Working through it with a friend who both had this background, plus a running system to validate against, was critical for getting mine set up. THANK YOU STAN!!!
Specific: CUDNN doesn’t usually seem to be the root of issues, and CUDA versions often are
The download page is mercifully specific about which CUDA version each CUDNN option requires. I didn’t have to re-install it after moving a bunch of other things around – it really is just a few files, which you can see with the ls /usr/local/cuda-9.0/lib64/libcudnn*
command.
Make sure that you’ve got the right CUDA version (denoted by the 3 digit number) on your PATH (and its parent directory on your LD_LIBRARY_PATH) /usr/lib/nvidia-384/bin
That’s what I’ve got for you.
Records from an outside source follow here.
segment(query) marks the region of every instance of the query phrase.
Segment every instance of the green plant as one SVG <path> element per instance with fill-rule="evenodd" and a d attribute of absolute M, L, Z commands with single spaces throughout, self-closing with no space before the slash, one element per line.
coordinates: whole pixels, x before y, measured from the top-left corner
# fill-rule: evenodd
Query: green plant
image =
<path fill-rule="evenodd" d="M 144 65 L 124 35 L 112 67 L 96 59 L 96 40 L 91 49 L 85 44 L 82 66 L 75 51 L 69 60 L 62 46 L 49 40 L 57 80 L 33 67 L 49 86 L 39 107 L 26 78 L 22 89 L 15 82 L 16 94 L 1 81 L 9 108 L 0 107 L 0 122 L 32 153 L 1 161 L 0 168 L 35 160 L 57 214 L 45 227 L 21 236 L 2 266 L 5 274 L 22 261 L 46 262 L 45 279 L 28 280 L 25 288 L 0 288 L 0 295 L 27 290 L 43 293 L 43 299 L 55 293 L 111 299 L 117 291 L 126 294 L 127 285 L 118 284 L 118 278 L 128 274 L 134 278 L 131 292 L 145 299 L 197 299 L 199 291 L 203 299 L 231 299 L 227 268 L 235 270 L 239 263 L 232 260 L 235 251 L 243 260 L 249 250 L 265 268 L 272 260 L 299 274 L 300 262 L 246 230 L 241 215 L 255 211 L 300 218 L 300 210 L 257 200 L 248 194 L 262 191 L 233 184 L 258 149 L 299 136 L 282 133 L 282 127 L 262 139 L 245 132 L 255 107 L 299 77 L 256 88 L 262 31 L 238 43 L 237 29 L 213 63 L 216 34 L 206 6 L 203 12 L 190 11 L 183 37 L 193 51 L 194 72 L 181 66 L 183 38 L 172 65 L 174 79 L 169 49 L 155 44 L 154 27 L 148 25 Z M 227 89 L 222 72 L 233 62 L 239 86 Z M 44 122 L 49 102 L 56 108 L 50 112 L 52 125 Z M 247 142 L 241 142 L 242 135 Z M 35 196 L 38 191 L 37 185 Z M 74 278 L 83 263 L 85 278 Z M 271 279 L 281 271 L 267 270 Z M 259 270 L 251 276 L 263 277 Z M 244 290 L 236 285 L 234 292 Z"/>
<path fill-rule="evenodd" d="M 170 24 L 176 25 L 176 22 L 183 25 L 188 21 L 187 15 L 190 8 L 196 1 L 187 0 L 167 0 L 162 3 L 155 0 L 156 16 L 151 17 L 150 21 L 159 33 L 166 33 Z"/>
If you’re trying to get TensorFlow set up, I wish you the best of luck – it’s definitely possible (as long as you actually have a GPU!), and actually doesn’t take too long if you’re lucky enough to find a guide that aligns with your needs perfectly If you run into issues, I definitely recommend finding someone who’s been through it before recently. In this and so many things, there’s a lot to be said for good friends! (I’ll take this opportunity to thank Stan again – I couldn’t have done it without the 150+ chat messages that we shared while debugging everything.)